El debate sobre el uso de la inteligencia artificial (IA) para optimizar los servicios públicos, equilibrando el cumplimiento normativo con la discreción humana, fue el eje central de un seminario celebrado en el Departamento de Ciencias Políticas y Sociales.
¿Cómo puede la administración pública aprovechar la inteligencia artificial para mejorar la atención al ciudadano? Esta pregunta fue abordada por la abogada Martina Motta y el funcionario público del Ministerio de Justicia, Giovanni Magnano, durante el seminario titulado “La IA y la administración pública”, que tuvo lugar en el Polo “Gravina” del Departamento de Ciencias Políticas y Sociales de la Universidad de Catania.
El encuentro fue introducido por el profesor Vincenzo Antonelli, catedrático de Derecho Administrativo y Público. Posteriormente, la abogada Martina Motta, al abordar el tema de la transformación progresiva de la administración pública gracias a las nuevas tecnologías digitales, destacó la importancia de una regulación que rija la digitalización de los procesos administrativos. Estas normativas establecen el respeto a los principios de economía, eficacia, imparcialidad, publicidad y transparencia (artículos 19 y 30 del D.Lgs. n.36/2023). “Sin el cumplimiento de las normativas y la supervisión de los funcionarios públicos, existe el riesgo de obtener decisiones administrativas injustificadas e imparciales”, afirmó la ponente, citando como ejemplo el caso del algoritmo utilizado por el Ministerio de Educación hace una década para la asignación de plazas docentes, para ilustrar cómo, sin una programación precisa y un volumen insuficiente de datos, se pueden obtener decisiones erróneas e incongruentes.
In foto da sinistra i relatori Giovanni Magnano e Martina Motta e il docente Vincenzo Antonelli
El funcionario público del Ministerio de Justicia, Giovanni Magnano, explicó en su intervención el desarrollo de la aplicación de la IA por parte de la administración pública, centrándose en las principales aplicaciones concretas. Entre ellas, la automatización para apoyar los procesos y servicios, como en el caso del INPS, que ha logrado clasificar automáticamente más del 70% de los Correos Electrónicos Certificados (PEC), generando un ahorro estimado de hasta 230.000 horas de trabajo, y el análisis predictivo del riesgo.

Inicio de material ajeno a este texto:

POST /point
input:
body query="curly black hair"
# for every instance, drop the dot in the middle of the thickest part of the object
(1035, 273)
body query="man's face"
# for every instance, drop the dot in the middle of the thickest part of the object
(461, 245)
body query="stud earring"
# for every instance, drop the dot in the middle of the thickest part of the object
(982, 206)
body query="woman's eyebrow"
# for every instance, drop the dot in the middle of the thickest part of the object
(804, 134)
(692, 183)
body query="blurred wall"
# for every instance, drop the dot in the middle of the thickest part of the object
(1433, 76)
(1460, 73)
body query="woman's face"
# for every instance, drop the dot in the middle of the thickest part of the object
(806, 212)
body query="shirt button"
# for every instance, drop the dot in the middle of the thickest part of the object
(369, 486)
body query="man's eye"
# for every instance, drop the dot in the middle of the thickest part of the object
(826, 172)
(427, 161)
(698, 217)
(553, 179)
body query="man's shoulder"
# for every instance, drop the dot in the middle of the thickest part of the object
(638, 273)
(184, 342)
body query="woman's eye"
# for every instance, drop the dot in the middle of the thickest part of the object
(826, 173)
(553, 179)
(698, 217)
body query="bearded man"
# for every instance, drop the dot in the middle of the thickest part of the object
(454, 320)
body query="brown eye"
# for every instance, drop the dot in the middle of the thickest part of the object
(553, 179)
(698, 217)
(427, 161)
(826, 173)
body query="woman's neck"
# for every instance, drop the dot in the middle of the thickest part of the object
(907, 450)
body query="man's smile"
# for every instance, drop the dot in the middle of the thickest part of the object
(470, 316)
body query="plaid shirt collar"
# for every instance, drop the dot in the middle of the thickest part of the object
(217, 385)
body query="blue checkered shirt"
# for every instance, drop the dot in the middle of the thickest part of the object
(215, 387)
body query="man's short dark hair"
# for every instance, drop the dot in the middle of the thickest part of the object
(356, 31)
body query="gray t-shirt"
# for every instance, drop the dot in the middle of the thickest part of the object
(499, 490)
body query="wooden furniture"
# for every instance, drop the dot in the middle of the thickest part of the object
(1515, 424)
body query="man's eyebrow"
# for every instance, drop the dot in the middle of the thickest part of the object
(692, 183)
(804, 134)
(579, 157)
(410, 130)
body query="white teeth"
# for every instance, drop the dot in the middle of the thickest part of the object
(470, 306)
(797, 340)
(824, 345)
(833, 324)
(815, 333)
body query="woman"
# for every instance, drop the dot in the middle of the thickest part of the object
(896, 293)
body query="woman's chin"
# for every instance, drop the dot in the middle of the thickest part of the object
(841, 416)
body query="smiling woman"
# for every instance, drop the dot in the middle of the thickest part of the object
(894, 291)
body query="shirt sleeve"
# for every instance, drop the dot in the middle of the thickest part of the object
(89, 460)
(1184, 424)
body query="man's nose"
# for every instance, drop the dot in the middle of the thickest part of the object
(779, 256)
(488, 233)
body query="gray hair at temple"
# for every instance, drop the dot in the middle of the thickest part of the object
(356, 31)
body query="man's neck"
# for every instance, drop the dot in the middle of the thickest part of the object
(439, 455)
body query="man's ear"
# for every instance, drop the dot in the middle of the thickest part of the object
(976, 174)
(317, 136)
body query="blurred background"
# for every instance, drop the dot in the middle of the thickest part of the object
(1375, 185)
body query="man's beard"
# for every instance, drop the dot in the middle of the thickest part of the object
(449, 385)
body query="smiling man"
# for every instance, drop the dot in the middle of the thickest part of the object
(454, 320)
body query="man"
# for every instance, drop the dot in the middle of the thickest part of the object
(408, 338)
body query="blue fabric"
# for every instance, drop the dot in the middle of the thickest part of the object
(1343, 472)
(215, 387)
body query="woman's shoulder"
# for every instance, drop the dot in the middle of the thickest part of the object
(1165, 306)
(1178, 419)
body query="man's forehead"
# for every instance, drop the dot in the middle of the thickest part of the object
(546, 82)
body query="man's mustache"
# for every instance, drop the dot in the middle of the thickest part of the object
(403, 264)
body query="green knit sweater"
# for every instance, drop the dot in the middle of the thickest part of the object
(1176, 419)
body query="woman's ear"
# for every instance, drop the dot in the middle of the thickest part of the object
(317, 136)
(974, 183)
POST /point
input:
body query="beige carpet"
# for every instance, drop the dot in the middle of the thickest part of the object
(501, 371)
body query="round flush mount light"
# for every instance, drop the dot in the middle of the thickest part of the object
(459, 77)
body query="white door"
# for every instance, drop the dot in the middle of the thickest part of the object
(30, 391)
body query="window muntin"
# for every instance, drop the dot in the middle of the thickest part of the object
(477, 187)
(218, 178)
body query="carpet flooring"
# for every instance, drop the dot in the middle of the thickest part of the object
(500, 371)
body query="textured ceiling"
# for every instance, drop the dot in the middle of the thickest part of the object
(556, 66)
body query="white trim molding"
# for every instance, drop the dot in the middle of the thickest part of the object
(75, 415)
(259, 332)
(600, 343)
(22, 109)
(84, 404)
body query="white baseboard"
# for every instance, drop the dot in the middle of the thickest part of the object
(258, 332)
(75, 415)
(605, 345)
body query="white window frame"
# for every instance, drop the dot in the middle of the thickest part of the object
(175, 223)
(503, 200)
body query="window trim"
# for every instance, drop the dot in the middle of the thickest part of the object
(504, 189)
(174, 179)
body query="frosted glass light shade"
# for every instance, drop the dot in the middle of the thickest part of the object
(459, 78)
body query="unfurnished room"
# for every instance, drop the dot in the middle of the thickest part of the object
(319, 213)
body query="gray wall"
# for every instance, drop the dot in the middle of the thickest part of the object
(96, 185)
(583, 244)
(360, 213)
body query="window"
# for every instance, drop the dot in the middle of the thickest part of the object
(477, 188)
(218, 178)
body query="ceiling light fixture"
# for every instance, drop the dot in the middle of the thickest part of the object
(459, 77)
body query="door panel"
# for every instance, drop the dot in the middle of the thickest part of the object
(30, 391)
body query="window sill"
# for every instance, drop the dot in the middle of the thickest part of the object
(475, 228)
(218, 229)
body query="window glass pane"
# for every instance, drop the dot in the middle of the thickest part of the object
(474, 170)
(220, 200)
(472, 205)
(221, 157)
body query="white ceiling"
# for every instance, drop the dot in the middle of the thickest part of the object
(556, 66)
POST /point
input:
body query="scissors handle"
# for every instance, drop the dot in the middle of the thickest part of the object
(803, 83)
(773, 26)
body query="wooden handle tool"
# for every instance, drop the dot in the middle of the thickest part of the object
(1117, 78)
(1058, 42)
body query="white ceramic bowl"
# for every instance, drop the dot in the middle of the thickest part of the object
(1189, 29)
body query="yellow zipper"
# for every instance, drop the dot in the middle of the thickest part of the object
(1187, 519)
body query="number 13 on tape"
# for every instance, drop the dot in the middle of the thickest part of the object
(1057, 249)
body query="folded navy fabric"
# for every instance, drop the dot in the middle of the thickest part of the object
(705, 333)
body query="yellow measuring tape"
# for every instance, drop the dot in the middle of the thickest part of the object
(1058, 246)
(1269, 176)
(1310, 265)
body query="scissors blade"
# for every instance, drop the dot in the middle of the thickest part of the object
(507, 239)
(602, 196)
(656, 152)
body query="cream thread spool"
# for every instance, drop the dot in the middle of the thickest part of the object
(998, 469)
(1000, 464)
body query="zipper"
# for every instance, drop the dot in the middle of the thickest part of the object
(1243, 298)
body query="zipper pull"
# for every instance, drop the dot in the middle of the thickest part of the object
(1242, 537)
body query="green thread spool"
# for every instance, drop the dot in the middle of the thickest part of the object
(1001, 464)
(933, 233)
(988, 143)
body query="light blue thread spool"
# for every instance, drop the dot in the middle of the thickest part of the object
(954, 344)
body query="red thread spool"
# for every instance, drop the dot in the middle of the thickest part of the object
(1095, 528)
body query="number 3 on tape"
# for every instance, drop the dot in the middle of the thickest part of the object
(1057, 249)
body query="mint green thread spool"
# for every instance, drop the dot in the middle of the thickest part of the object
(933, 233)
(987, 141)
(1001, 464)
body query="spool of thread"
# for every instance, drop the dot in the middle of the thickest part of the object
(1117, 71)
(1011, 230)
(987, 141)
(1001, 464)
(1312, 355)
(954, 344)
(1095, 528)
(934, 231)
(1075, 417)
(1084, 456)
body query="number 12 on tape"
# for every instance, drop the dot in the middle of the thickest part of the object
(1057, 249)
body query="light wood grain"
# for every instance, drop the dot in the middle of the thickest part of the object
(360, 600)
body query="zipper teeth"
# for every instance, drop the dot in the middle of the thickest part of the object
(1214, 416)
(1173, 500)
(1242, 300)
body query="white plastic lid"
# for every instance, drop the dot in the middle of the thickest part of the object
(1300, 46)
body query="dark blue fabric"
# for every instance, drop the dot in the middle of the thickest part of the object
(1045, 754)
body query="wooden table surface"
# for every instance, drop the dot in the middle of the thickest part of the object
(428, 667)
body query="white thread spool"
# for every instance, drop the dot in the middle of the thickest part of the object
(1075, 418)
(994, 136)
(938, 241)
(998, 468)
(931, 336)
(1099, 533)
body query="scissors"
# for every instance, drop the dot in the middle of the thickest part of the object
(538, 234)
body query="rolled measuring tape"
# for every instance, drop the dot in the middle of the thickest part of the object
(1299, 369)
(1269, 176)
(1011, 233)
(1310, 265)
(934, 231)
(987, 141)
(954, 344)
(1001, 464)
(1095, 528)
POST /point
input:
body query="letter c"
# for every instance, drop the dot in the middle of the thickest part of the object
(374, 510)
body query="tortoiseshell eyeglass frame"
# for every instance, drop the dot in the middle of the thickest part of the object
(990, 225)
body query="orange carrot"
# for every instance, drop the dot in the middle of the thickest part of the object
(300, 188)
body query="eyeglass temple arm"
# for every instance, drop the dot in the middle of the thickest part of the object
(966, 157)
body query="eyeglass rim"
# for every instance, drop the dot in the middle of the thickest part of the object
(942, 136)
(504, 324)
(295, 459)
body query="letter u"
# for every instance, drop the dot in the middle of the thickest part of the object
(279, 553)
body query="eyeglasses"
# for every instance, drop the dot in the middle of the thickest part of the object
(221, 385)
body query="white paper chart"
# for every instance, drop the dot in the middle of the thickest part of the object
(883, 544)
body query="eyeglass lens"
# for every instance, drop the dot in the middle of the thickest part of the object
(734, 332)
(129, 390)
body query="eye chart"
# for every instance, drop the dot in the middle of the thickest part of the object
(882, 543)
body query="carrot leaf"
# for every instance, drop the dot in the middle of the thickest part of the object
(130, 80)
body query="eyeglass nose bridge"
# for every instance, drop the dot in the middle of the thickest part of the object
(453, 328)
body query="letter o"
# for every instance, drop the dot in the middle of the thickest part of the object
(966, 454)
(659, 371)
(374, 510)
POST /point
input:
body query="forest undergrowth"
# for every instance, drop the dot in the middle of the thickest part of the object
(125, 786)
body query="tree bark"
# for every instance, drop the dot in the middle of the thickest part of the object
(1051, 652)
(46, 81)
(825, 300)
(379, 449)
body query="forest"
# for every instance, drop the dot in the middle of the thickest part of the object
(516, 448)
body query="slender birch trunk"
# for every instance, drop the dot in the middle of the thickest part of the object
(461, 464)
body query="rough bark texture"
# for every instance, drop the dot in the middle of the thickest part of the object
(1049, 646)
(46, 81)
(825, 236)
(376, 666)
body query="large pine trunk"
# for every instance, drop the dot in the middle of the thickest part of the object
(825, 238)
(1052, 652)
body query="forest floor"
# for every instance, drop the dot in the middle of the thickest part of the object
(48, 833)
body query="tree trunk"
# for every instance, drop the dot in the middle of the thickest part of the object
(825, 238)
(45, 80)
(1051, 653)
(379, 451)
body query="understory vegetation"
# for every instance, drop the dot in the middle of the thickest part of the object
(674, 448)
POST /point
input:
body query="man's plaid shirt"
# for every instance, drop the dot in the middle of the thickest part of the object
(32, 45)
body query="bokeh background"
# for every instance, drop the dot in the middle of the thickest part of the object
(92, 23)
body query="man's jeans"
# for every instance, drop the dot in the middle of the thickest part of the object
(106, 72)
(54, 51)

“Las fuerzas de seguridad utilizan el algoritmo XLO, capaz de realizar predicciones sobre la probabilidad de que se produzcan delitos, basándose en los lugares y las horas en que se han cometido delitos anteriores”, explicó el ponente. “No se trata de la elaboración de perfiles individuales, sino de identificar las zonas más expuestas a estos riesgos, basándose en las denuncias presentadas. Esto facilita la coordinación de las patrullas con el objetivo de prevenir posibles situaciones de riesgo”.
Durante el seminario, se presentó un caso práctico de un procedimiento administrativo, concretamente una solicitud de reconocimiento de créditos formativos universitarios por actividades extracurriculares de un estudiante, gestionada a través de la IA, para demostrar cómo la inteligencia artificial puede utilizarse de forma correcta y discrecional.

Una delle slide mostrate nel corso dell’incontro
La IA puede facilitar el trabajo del empleado de la administración universitaria en el análisis de la documentación presentada por el estudiante, destacando la información relevante para la decisión (número de créditos, objetivos formativos), clasificando la actividad documentada por el estudiante según el reglamento de la universidad, proporcionando posibles argumentos para la aceptación o el rechazo de la solicitud, ayudando al funcionario que siempre mantiene la responsabilidad de la decisión, reescribiendo el texto en un lenguaje jurídicamente adecuado y estandarizando los criterios de evaluación que pueden utilizarse para solicitudes posteriores.
Para concluir el evento, el profesor Vincenzo Antonelli destacó dos aspectos fundamentales que surgieron del análisis realizado por los dos ponentes: la base de datos y el entrenamiento. “Sin un número suficiente de datos, y por lo tanto de casos anteriores analizados y actualizados por los funcionarios responsables, no es posible obtener decisiones discrecionales y coherentes”, precisó el profesor Antonelli.